I stand for#RealSchoolFood

I stand for & believe wholeheartedly in #RealSchoolFood.  I mean, of course I do…. who wouldn’t?  Would you stand for #FakeSchoolFood? 
School Meal in RSU #14 with Local Grass Fed Beef, Local apple,
fresh lettuce & tomato

The thing is… we’ve been working towards and serving #RealSchoolFood for years now. Many of my colleagues in School Nutrition have been doing the same thing… serving up locally sourced food, Farm to School and #RealSchoolFood.   We’ve been working at this step by step, recipe by recipe.  It is exciting and rewarding… and a lot of work.  It takes a lot of work, a dedicated staff, a district with vision, and … a lot of money.

Our path to #RealSchoolFood didn’t start with a bunch of celebrities supporting a social media campaign, nudging us toward more wholesome food in our child nutrition program.  Our path to #RealSchoolFood began with a vision and a grant.  The vision of our district was to increase local foods & to begin preparing more of our menu items from scratch.  We were fortunate enough to receive grant funds to support our vision.  Grant funds to pay for food service equipment, grant funds to support staff development & culinary training.  Even so… the transition to #RealSchoolFood does not happen quickly or easily.  It is a process that doesn’t happen overnight, but menu item by menu item.  It involves educating our customers, taste testing and nutrition education. 
Believe it or not, our customers frequently come to us without a lot of experience with #RealFood.   We recently had a baked potato bar on the menu, and many of our young students did not even know what a baked potato was.  And we live in Maine, where potatoes are our #1 crop.    And so, in spite of all our efforts to serve and market #RealSchoolFood, our most popular lunch menus are often our most processed items.  Because of this, we educate our customers.  We taste test, we let them name our recipes, we talk to them about the health benefits of eating less processed food.   It’s baby steps, one recipe or menu item at a time.  And we hope it’s working. 
Students at Jordan Small Middle School LOVED our panko crusted
zucchini “fries”.

#RealSchoolFood also costs more money.  At least, this has been our experience.  And with our current federal reimbursement rate of approximately $3.00 per school lunch, we are barely breaking even.  This $3 per lunch is intended to cover all food, supply, labor (including benefits) and miscellaneous costs that it takes to make a lunch.  Cooking #RealSchoolFood takes more equipment, more staff, and more staff training to serve up food that doesn’t go from freezer to oven.  It takes time, culinary expertise, marketing & educating the students and their families.   Our district is fortunate, and because of our vision, we have been able to have a full time chef on staff.  Chef Sam not only works with our staff, developing their culinary skills and working on recipes, she also goes into the classroom and works with the students, taste testing & developing new menu items. 

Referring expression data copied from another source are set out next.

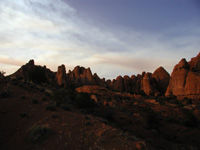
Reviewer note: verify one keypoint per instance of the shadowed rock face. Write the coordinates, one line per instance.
(185, 79)
(35, 73)
(162, 78)
(61, 76)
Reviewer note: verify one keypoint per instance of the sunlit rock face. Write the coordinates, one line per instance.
(185, 79)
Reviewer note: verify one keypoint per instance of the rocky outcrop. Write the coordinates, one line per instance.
(35, 73)
(61, 76)
(185, 79)
(146, 84)
(82, 76)
(162, 78)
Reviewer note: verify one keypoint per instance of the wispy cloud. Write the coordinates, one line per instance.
(52, 33)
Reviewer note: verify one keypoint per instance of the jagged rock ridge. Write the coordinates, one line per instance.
(184, 80)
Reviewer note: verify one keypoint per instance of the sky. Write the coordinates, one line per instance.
(112, 37)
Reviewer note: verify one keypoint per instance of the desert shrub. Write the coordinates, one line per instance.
(65, 106)
(34, 101)
(61, 96)
(108, 115)
(23, 114)
(5, 94)
(151, 119)
(44, 99)
(37, 75)
(189, 119)
(37, 134)
(84, 101)
(51, 107)
(14, 81)
(23, 97)
(54, 116)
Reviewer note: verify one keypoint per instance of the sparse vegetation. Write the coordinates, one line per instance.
(35, 101)
(37, 75)
(51, 107)
(83, 101)
(23, 115)
(37, 134)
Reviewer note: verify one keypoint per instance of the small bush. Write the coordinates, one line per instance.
(54, 116)
(84, 101)
(37, 134)
(65, 107)
(23, 115)
(34, 101)
(44, 99)
(51, 108)
(189, 120)
(23, 97)
(5, 94)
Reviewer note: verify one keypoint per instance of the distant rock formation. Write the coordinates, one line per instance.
(35, 73)
(162, 78)
(61, 76)
(185, 79)
(82, 76)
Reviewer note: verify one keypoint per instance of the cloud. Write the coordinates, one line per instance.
(52, 33)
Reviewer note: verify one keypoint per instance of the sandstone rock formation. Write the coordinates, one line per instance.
(185, 79)
(162, 78)
(82, 76)
(61, 76)
(35, 73)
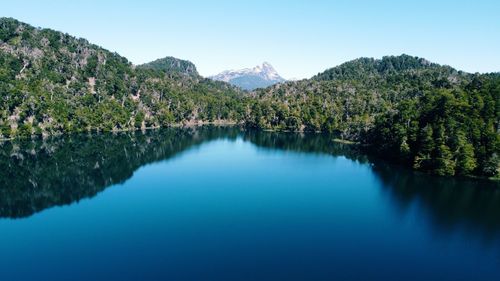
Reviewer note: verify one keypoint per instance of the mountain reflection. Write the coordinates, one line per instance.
(35, 175)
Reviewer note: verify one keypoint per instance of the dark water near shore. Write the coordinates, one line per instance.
(222, 204)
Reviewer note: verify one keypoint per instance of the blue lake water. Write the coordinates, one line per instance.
(223, 204)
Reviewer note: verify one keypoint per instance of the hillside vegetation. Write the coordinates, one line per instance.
(428, 116)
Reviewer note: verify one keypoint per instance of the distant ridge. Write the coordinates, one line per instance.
(261, 76)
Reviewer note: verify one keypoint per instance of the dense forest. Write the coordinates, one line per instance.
(428, 116)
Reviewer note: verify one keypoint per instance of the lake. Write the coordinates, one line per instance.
(224, 204)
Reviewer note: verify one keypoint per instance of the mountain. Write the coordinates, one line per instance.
(53, 83)
(420, 114)
(172, 65)
(260, 76)
(431, 117)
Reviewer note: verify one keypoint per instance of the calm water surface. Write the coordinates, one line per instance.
(221, 204)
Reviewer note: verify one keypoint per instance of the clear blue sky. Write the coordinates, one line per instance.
(300, 38)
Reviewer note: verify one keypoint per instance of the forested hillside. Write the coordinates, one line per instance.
(428, 116)
(425, 115)
(51, 83)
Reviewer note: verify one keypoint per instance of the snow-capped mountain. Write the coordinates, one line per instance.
(260, 76)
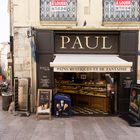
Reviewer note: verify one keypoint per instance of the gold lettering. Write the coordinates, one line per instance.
(77, 42)
(104, 43)
(65, 40)
(87, 44)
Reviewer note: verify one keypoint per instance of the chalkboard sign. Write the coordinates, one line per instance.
(44, 102)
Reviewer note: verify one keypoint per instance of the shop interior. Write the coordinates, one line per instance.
(90, 93)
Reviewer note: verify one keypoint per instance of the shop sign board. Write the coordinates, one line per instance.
(90, 43)
(44, 100)
(58, 5)
(134, 105)
(93, 69)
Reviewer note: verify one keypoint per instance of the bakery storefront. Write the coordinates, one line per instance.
(94, 68)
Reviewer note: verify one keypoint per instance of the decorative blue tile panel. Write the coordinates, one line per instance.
(121, 13)
(58, 10)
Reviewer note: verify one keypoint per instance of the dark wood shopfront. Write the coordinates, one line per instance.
(122, 43)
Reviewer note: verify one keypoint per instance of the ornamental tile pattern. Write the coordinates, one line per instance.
(113, 13)
(64, 12)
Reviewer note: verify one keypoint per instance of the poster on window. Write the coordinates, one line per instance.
(134, 105)
(123, 4)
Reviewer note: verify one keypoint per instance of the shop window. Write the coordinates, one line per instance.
(121, 11)
(58, 10)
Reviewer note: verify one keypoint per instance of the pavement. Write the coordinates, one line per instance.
(73, 128)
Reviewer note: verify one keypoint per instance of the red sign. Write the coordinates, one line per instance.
(58, 2)
(123, 2)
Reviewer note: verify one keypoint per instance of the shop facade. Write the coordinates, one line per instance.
(94, 68)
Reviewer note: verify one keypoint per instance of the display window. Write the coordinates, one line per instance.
(90, 93)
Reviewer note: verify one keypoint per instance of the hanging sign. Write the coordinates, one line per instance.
(123, 4)
(58, 5)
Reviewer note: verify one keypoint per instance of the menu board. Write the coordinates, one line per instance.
(134, 106)
(44, 102)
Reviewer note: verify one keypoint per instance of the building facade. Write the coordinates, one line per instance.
(44, 31)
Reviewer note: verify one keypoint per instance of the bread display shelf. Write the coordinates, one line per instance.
(99, 90)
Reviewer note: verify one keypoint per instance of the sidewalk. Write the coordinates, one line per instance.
(73, 128)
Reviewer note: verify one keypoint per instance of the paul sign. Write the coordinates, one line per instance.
(86, 43)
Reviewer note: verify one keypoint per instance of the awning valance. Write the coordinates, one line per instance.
(90, 63)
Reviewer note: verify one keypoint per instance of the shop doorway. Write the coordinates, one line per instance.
(90, 93)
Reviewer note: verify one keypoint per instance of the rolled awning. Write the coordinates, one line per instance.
(90, 63)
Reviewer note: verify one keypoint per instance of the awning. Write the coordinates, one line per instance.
(90, 63)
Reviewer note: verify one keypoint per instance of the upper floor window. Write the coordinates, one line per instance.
(58, 10)
(121, 10)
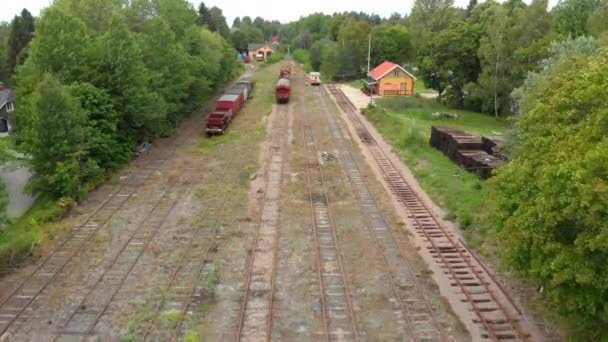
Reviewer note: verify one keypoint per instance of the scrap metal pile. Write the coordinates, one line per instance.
(474, 154)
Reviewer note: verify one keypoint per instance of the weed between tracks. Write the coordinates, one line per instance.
(238, 150)
(463, 194)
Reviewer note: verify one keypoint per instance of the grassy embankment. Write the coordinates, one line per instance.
(19, 238)
(42, 222)
(406, 124)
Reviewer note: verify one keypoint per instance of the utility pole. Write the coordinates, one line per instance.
(369, 57)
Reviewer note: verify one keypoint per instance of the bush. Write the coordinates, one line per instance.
(302, 56)
(398, 103)
(551, 199)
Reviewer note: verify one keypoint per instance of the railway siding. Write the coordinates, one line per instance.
(412, 306)
(256, 313)
(497, 315)
(336, 302)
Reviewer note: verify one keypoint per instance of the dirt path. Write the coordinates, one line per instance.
(250, 236)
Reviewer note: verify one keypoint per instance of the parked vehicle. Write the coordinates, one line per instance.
(260, 57)
(237, 90)
(218, 121)
(285, 71)
(315, 78)
(229, 102)
(283, 90)
(249, 84)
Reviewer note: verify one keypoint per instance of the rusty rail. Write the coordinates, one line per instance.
(259, 284)
(413, 304)
(339, 319)
(473, 281)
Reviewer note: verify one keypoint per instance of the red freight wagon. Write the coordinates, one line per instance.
(230, 102)
(238, 92)
(285, 72)
(218, 121)
(249, 84)
(283, 90)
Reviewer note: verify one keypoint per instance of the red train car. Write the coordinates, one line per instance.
(285, 71)
(283, 90)
(229, 102)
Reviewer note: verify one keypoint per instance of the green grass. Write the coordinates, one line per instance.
(420, 87)
(358, 84)
(406, 123)
(40, 223)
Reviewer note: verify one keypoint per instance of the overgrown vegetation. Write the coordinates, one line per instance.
(552, 197)
(100, 78)
(406, 124)
(97, 79)
(20, 238)
(274, 58)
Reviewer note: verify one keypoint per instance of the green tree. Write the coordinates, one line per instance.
(217, 22)
(21, 32)
(431, 15)
(571, 16)
(492, 53)
(552, 198)
(352, 50)
(119, 70)
(4, 33)
(103, 139)
(62, 45)
(57, 140)
(179, 14)
(393, 43)
(330, 64)
(450, 62)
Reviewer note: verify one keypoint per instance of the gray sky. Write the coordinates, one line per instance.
(284, 11)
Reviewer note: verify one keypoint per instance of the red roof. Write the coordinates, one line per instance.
(385, 68)
(382, 69)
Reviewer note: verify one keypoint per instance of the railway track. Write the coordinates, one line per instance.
(255, 322)
(16, 308)
(499, 317)
(412, 306)
(338, 317)
(194, 264)
(94, 304)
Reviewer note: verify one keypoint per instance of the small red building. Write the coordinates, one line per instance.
(390, 79)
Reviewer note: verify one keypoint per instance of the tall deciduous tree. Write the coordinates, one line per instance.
(571, 16)
(22, 29)
(552, 198)
(217, 22)
(393, 43)
(492, 53)
(56, 141)
(450, 60)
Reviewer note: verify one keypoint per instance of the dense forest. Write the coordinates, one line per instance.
(99, 77)
(544, 67)
(96, 78)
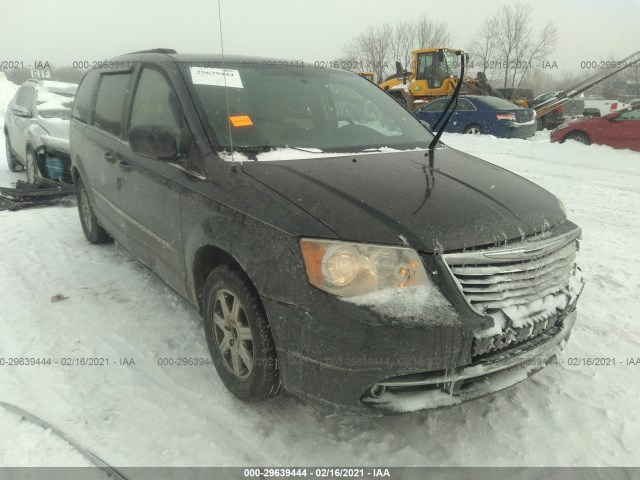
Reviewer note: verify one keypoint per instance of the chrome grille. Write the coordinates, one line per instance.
(496, 286)
(525, 287)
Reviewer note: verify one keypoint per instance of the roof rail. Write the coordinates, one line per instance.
(155, 50)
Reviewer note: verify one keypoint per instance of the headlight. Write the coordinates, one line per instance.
(348, 269)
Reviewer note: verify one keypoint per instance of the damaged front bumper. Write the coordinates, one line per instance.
(430, 391)
(482, 339)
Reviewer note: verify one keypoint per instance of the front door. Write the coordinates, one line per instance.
(150, 188)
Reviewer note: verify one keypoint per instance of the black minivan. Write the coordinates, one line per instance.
(299, 210)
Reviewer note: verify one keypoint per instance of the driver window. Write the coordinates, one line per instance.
(425, 62)
(155, 103)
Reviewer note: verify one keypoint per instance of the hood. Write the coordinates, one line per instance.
(398, 198)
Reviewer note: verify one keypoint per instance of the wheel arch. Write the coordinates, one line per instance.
(205, 260)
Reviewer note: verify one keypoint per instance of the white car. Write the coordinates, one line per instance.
(594, 107)
(36, 129)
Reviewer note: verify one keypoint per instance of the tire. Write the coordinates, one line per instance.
(474, 130)
(579, 137)
(14, 165)
(239, 337)
(33, 173)
(90, 226)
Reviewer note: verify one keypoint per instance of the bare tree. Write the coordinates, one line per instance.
(483, 46)
(369, 51)
(429, 34)
(507, 41)
(381, 46)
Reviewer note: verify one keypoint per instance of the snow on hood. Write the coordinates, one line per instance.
(57, 99)
(287, 153)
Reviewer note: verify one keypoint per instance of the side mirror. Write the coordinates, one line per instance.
(21, 111)
(156, 141)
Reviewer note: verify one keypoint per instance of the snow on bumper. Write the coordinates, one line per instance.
(430, 392)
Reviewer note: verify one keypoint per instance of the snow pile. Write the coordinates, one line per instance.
(56, 96)
(7, 91)
(24, 444)
(152, 415)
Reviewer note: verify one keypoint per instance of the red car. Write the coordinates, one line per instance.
(618, 130)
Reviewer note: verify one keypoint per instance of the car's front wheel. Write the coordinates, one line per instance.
(13, 163)
(32, 166)
(90, 226)
(579, 137)
(474, 130)
(239, 336)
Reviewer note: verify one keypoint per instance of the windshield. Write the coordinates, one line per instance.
(300, 107)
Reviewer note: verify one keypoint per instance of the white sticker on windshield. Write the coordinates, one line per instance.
(216, 76)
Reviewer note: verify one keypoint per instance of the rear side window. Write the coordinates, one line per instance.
(84, 97)
(109, 102)
(154, 103)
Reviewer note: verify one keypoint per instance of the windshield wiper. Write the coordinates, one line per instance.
(452, 101)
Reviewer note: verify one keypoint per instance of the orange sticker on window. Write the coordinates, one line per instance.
(241, 121)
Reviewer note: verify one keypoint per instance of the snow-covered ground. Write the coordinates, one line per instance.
(147, 414)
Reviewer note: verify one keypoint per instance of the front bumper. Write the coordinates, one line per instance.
(495, 373)
(393, 370)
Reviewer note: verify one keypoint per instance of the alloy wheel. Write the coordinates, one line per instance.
(232, 334)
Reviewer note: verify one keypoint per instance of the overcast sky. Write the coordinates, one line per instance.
(67, 30)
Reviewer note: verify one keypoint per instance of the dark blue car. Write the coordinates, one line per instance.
(478, 114)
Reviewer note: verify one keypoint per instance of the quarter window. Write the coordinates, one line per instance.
(109, 102)
(84, 97)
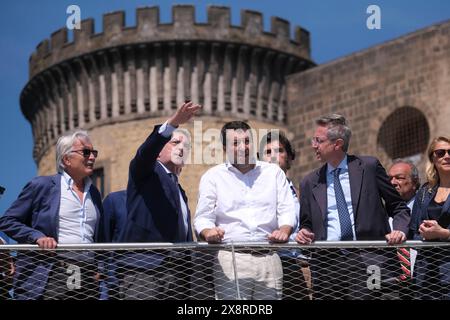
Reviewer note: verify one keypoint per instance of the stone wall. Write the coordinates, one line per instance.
(373, 87)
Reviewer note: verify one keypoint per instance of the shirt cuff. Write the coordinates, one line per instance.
(202, 225)
(166, 130)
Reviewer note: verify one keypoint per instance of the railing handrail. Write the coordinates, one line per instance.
(197, 245)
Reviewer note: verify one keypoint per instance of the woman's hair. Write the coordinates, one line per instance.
(431, 172)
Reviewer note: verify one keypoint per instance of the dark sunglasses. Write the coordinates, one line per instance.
(440, 153)
(86, 152)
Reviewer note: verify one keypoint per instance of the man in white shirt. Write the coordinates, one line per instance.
(244, 200)
(276, 148)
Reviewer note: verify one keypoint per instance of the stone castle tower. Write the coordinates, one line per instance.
(119, 83)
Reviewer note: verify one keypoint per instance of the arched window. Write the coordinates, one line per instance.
(405, 133)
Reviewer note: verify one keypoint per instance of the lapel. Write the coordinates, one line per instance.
(355, 172)
(170, 189)
(319, 191)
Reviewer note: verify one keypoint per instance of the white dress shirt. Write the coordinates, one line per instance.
(77, 219)
(248, 207)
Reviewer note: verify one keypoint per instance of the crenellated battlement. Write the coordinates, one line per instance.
(183, 27)
(128, 73)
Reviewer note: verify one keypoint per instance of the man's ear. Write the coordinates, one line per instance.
(340, 143)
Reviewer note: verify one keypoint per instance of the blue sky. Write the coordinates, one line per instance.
(337, 28)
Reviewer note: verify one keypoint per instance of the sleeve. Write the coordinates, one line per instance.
(205, 215)
(166, 130)
(17, 219)
(416, 216)
(107, 220)
(285, 202)
(144, 161)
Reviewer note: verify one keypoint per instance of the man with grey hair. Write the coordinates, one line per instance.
(348, 198)
(404, 177)
(58, 209)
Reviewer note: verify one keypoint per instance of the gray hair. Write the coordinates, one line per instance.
(64, 146)
(414, 171)
(337, 128)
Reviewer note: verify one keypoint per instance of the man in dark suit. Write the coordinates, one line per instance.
(158, 212)
(348, 198)
(59, 209)
(115, 215)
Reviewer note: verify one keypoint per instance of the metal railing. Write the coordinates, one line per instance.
(147, 271)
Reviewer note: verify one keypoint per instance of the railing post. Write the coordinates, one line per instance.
(236, 280)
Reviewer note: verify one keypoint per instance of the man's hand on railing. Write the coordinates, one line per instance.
(431, 230)
(280, 235)
(304, 236)
(46, 243)
(396, 237)
(213, 235)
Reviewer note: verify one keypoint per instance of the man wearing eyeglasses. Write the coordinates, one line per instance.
(61, 209)
(348, 198)
(158, 212)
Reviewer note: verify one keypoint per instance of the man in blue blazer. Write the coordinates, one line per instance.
(348, 198)
(59, 209)
(158, 212)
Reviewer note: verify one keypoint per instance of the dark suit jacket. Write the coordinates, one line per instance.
(33, 215)
(153, 202)
(369, 187)
(432, 269)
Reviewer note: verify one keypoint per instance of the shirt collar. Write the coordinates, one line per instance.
(69, 181)
(343, 166)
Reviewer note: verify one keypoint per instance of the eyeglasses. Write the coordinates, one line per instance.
(440, 153)
(317, 140)
(86, 152)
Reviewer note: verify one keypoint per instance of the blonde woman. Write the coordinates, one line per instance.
(430, 221)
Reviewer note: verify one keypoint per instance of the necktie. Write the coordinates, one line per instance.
(405, 263)
(344, 215)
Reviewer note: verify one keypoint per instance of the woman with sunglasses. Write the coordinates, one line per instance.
(430, 221)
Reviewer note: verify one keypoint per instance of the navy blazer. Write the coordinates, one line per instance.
(114, 215)
(33, 215)
(153, 202)
(369, 186)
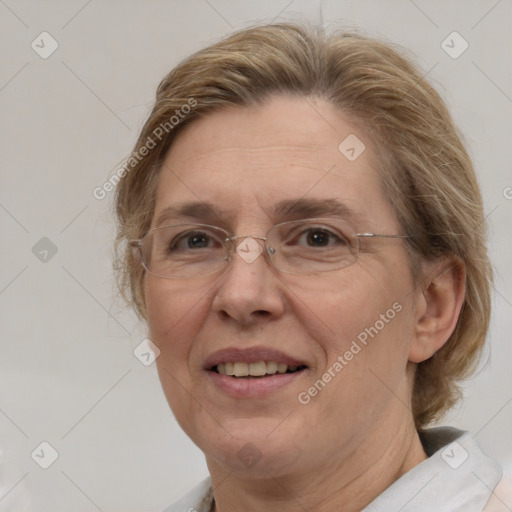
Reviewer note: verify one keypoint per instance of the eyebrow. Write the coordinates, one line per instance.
(288, 209)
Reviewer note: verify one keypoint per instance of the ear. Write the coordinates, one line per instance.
(438, 304)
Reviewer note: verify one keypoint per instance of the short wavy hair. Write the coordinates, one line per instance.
(425, 172)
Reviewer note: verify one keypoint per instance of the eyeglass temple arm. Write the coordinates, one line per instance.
(376, 235)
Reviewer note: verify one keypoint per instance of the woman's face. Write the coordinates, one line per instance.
(350, 328)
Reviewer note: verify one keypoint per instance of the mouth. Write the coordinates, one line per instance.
(255, 372)
(258, 370)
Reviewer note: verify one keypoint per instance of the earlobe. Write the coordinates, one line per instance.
(439, 304)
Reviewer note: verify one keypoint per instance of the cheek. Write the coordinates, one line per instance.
(365, 316)
(174, 316)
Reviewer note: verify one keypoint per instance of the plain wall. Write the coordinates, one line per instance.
(68, 375)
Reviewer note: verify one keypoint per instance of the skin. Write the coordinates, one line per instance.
(357, 436)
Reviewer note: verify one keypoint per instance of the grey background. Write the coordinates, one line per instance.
(68, 375)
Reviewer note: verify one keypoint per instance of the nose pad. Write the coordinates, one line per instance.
(249, 249)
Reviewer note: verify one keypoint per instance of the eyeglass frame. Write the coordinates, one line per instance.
(231, 248)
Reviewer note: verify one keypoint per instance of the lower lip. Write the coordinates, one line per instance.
(253, 387)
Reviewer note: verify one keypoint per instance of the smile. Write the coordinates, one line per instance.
(258, 369)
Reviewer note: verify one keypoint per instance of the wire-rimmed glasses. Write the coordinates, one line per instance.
(305, 246)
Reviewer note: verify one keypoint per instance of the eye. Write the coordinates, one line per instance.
(319, 237)
(193, 240)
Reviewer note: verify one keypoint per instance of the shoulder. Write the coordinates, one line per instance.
(501, 498)
(198, 499)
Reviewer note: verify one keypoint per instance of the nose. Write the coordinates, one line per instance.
(250, 290)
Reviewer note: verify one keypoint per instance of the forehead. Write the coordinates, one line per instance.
(249, 161)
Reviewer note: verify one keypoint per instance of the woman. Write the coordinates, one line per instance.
(301, 228)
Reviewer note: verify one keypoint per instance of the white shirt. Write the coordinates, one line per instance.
(457, 477)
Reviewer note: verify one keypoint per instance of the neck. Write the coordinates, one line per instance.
(349, 484)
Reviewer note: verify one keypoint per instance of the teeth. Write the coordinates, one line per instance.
(258, 369)
(281, 368)
(241, 369)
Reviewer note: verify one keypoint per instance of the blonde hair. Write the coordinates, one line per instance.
(427, 174)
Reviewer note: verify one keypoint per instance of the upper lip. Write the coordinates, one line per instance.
(249, 355)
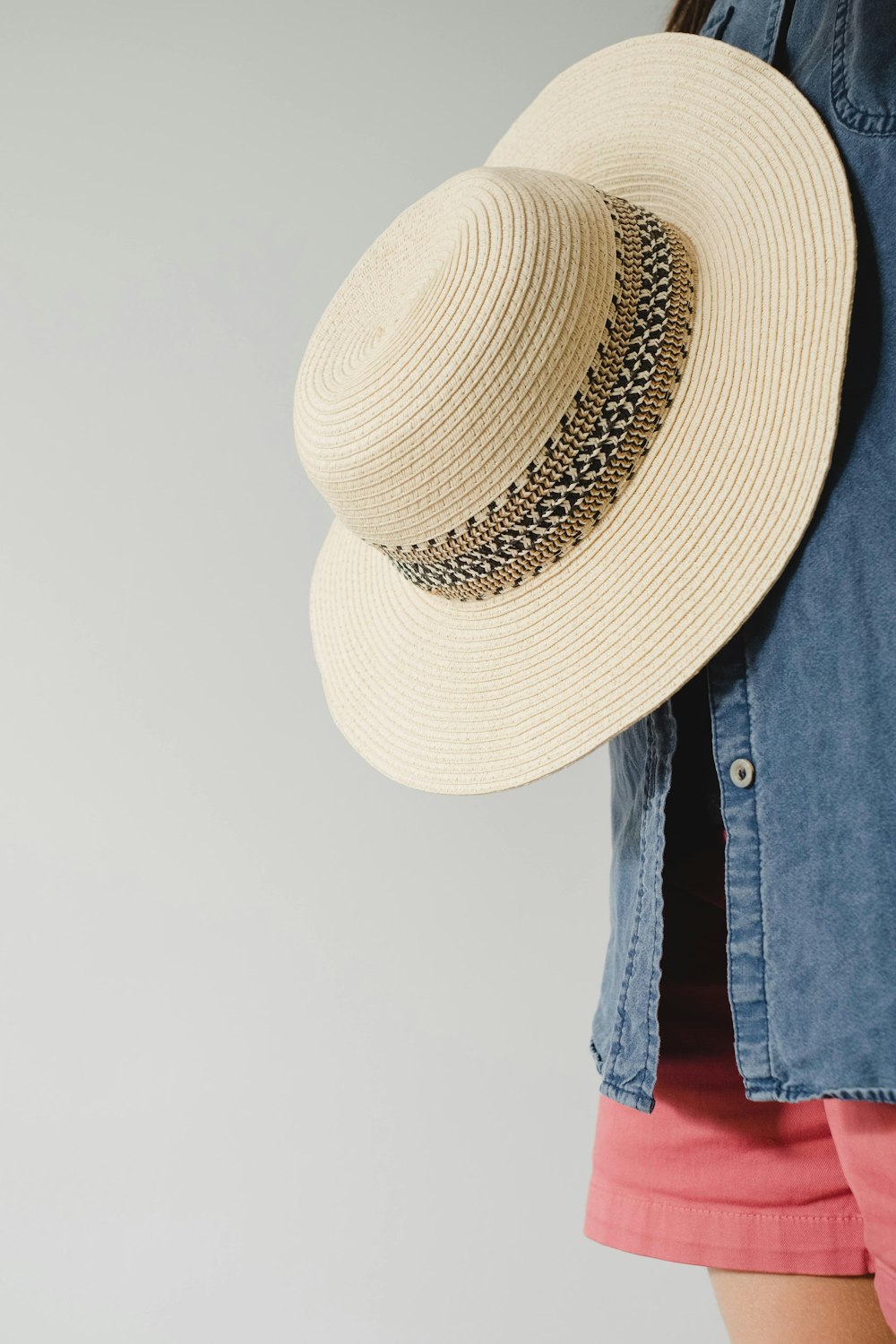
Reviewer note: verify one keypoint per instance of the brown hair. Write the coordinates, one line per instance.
(688, 15)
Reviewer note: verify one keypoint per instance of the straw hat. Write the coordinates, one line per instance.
(573, 411)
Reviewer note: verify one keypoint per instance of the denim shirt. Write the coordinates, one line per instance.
(802, 699)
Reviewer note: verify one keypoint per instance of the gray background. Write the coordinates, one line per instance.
(288, 1051)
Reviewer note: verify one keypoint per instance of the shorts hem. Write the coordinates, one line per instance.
(748, 1239)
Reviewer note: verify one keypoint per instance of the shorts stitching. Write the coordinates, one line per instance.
(732, 1212)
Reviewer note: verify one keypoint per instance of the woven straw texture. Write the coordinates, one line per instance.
(426, 387)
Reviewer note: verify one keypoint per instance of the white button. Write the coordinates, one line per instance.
(742, 771)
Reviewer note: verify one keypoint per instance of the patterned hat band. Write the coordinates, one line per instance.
(598, 441)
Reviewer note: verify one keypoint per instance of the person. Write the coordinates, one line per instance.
(578, 414)
(785, 1193)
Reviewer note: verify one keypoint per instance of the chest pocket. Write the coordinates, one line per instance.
(863, 70)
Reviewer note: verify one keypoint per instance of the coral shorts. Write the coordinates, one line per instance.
(711, 1177)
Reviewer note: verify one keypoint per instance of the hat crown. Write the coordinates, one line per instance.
(452, 347)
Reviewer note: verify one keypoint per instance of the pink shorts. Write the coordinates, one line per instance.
(711, 1177)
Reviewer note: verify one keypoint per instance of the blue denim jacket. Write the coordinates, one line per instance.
(802, 701)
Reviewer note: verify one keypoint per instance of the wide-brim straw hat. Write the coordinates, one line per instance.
(573, 411)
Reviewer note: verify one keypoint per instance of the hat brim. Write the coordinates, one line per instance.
(477, 696)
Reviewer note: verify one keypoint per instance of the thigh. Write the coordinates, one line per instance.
(864, 1133)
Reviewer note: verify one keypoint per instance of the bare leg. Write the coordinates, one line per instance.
(799, 1308)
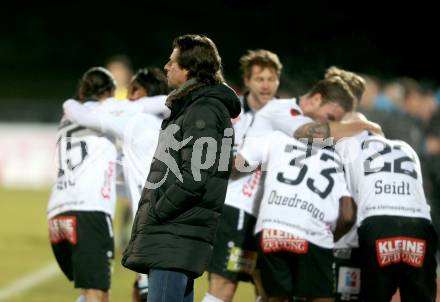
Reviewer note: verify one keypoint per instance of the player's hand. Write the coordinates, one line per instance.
(373, 127)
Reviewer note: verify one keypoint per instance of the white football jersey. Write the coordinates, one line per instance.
(384, 177)
(86, 172)
(137, 134)
(302, 188)
(284, 115)
(241, 192)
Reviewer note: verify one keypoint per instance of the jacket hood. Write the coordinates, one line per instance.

Chef Sam taste tests curried carrot soup
with a group of students.

I guess all this is to really say – if you support #RealSchoolFood, support greater funding for the National School Lunch Program.  And visit your local school to see what they are serving.  Do they have the capacity to serve #RealSchoolFood?  The equipment? The storage space?  The expertise?  The money? Make sure you understand, not only the USDA guidelines, but also the financial component of the National School Lunch Program, and see what real #SchoolLunch #Superheroes are doing every day… probably in a district near you!